This document is also available in these non-normative formats: http://www.w3.org/TR/2005/NOTE-xml11schema10-20050511/11sp.xml.
Copyright © 2005 W3C® (MIT, ERCIM, Keio), All Rights Reserved. W3C liability, trademark, and document use rules apply.
XML Schema 1.0 did not anticipate new versions of XML, and mandated XML 1.0 documents as the starting point for schema-validity assessment. Some users and specifications would like to use XML Schema processors which process XML 1.1 documents, and some implementors of XML Schema processors would like to provide XML 1.1 support.
This Note suggests an implementation strategy for implementors to adopt to enable users and specifications to get such support in a consistent way. All aspects of XML Schema which are liable to re-interpretation as a result of changes in XML 1.1 are discussed.
An implementation of schema-validity assessment employing such a strategy is strictly speaking non-conformant to the current version of the XML Schema specification. The XML Schema WG none-the-less believes that interoperability will best be served by such non-conformant processors being made available to users, until such time as a subsequent version of XML Schema addressing this issue normatively is approved.
This section describes the status of this document at the
time of its publication. Other documents may supersede this
document. A list of current W3C publications and the latest revision
of this technical report can be found in the W3C technical reports index at
http://www.w3.org/TR/
.
This document is a Working Group Note prepared by the W3C XML Schema Working Group, as part of the W3C XML Activity, and published on 11 May 2005. It describes methods of supporting XML 1.1 documents with schema processors designed to support XML Schema 1.0.
XML Schema 1.0 parts 1 and 2 refer normatively to XML 1.0 and makes no explicit provision for support of later versions of the XML specification; this lack is sometimes advanced as a reason for W3C specifications which depend on XML Schema not to support XML 1.1. But there are strong reasons to encourage the wide adoption of XML 1.1, which is more successfully internationalized than XML 1.0. At the time this Note is published, the question of how best to support XML 1.1 in XML Schema is still open.
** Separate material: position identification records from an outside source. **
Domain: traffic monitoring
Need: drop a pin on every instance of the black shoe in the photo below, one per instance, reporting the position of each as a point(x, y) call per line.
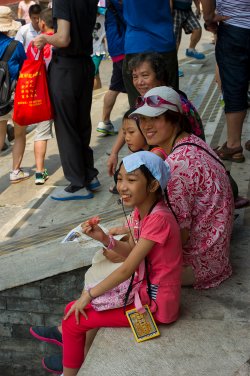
point(49, 334)
point(53, 363)
point(5, 147)
point(10, 132)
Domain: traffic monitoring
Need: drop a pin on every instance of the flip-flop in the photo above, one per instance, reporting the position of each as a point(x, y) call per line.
point(230, 154)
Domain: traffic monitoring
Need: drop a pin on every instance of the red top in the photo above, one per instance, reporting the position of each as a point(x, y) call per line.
point(164, 262)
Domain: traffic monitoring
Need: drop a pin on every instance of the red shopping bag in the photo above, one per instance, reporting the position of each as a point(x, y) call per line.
point(32, 102)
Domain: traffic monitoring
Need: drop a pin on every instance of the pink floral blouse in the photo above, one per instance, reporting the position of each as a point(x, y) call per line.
point(201, 196)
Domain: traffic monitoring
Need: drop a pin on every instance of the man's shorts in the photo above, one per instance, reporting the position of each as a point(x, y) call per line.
point(43, 131)
point(97, 61)
point(186, 20)
point(232, 53)
point(116, 83)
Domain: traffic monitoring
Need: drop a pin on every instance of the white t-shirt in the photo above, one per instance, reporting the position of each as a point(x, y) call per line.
point(25, 9)
point(26, 34)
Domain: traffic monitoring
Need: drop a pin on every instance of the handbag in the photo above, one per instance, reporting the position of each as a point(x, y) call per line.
point(114, 298)
point(32, 102)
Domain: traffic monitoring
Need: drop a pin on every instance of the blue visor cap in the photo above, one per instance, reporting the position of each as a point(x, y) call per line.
point(101, 10)
point(159, 169)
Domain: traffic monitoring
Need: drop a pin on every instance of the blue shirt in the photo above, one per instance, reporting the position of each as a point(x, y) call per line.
point(16, 61)
point(149, 26)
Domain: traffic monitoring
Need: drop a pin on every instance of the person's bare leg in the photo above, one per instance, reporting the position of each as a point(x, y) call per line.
point(40, 148)
point(70, 371)
point(3, 130)
point(19, 146)
point(195, 37)
point(234, 128)
point(108, 104)
point(97, 82)
point(90, 336)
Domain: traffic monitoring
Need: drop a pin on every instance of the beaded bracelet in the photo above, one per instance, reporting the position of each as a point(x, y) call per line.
point(111, 244)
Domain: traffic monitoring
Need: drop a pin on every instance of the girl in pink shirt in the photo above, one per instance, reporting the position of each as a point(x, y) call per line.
point(155, 238)
point(23, 9)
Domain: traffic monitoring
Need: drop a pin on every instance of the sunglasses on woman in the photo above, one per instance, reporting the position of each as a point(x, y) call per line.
point(153, 101)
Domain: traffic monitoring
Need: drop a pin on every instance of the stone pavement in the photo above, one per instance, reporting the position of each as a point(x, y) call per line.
point(212, 336)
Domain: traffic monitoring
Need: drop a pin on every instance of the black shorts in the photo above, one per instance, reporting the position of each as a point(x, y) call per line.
point(116, 82)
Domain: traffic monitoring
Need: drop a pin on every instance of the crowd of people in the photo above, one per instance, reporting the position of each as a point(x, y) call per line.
point(182, 198)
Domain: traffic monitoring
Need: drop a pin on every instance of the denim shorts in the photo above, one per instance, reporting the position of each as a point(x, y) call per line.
point(233, 58)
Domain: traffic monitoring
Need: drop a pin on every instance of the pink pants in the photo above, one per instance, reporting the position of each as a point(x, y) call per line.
point(74, 335)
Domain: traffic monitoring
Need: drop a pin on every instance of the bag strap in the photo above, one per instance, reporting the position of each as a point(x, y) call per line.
point(119, 20)
point(9, 51)
point(201, 147)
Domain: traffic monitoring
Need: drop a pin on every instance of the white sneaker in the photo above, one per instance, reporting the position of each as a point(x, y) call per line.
point(17, 177)
point(81, 194)
point(106, 128)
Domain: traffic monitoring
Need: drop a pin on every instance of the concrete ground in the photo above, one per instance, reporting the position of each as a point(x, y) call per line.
point(212, 336)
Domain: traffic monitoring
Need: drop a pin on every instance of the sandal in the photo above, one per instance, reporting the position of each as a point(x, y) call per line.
point(241, 202)
point(247, 145)
point(230, 154)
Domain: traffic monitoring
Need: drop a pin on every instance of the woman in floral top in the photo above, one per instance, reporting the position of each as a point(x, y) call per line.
point(199, 191)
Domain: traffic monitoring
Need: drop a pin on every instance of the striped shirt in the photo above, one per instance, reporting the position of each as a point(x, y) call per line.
point(239, 11)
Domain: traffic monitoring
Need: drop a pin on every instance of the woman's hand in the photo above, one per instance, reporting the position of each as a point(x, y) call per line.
point(113, 256)
point(112, 163)
point(121, 230)
point(79, 306)
point(94, 231)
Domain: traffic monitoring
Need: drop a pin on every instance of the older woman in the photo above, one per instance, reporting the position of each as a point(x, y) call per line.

This Note offers strategies for supporting XML 1.1, based on the implementation experience of some members of the XML Schema Working Group. It is hoped that the techniques described here will be helpful to other implementors and to users. Equally, the Working Group hopes that this Note will elicit discussion in the larger XML community concerning the best way for the XML Schema Working Group to balance the competing demands of flexibility in references to other specifications, stability, and interoperability. This Note is published with the full consensus of the XML Schema Working Group.
Comments on this document and the issues it raises are welcome; please send comments on this document to [email protected] (archive).
Publication as a Working Group Note does not imply endorsement by the W3C Membership. This document may be updated, replaced or obsoleted by other documents at any time. The XML Schema Working Group does not currently expect to produce further versions or revisions of this document, but experience with the subject matter of this Note may lead to changes in the normative text of future versions of the XML Schema specification.
1 Introduction
2 Survey of XML 1.1 challenges for XML Schema 1.0
3 First step towards XML 1.1: the parser
4 Recommended strategy: Move to 1.1-compatible type definitions
5 The details
6 Backward incompatibilities
7 Summary of Recommendations for Interoperability
As published the XML Schema specification references XML 1.0and XML Namespaces 1.0 explicitly,
and incorporates by reference certain key definitions, in particular those of
the Char
, Name
, QName and S
character classes.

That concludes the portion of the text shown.